Blogger P'tit-Loup said...

Those films sound great and I really enjoyed the story on the Student Agency! Unfortunately the films only come in a format that I don't believe my DVD player can use. I hear the weather is particularly cold in Praha these days! Stay warm!

January 29, 2006 5:31 AM  
Blogger Karla said...

I doubt you can play the films on your American DVD player, but you should be able to play them on a computer. I did a little research on this and there are two issues involved: first is which part of the world the DVD is zoned for (Czech videos vary somewhat on this), while the second is that American and European TV screens are different, so that even if you have the correct zone, there's a screen problem.
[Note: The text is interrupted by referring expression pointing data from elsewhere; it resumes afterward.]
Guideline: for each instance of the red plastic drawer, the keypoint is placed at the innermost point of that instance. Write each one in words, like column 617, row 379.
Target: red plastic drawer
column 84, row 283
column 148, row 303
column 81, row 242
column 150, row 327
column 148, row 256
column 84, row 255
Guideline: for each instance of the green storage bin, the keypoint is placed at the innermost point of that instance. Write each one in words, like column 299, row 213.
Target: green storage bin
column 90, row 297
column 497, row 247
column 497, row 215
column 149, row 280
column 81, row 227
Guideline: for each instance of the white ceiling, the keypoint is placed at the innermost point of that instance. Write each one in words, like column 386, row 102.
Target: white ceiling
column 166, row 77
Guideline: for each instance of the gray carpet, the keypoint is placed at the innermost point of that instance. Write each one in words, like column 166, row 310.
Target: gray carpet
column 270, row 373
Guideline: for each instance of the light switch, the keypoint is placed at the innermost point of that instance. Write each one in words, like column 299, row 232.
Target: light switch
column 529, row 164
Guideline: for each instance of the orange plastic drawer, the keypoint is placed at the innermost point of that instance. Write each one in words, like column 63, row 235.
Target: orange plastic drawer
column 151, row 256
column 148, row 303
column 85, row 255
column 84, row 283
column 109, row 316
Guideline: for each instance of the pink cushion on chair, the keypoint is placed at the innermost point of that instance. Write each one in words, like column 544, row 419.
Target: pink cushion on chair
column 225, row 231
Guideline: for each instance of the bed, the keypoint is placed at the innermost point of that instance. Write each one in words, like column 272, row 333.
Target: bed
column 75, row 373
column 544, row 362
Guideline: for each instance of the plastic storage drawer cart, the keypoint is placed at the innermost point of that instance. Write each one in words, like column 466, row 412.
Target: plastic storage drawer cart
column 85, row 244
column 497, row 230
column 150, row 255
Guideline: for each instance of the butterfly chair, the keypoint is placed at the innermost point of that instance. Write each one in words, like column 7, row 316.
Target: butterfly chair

I play Czech DVDs on my laptop with no problems in either respect. We have actually managed to get five people watching the laptop at once, although I don't suppose everyone got an equally good image.

January 29, 2006 11:41 AM  
Blogger P'tit-Loup said...

Ah! Finally the light bulb goes on in my mind! This must be why I have had some issues with a dvd that a friend from Svitavy gave me. It plays fine on the computer, but not on the tv, and I have not been able to upload it on my computer, probably for the same reason. Thanks for letting me clarify that. I do watch some films on my computer already when my hubby wants to watch something else on the tube, so I certainly can do that.

January 30, 2006 1:24 AM  
Blogger Karla said...

There are also DVD players that will play European, but that means getting a second one and I don't know how common they are in the US (though I know they're available). I don't know if there are dual machines.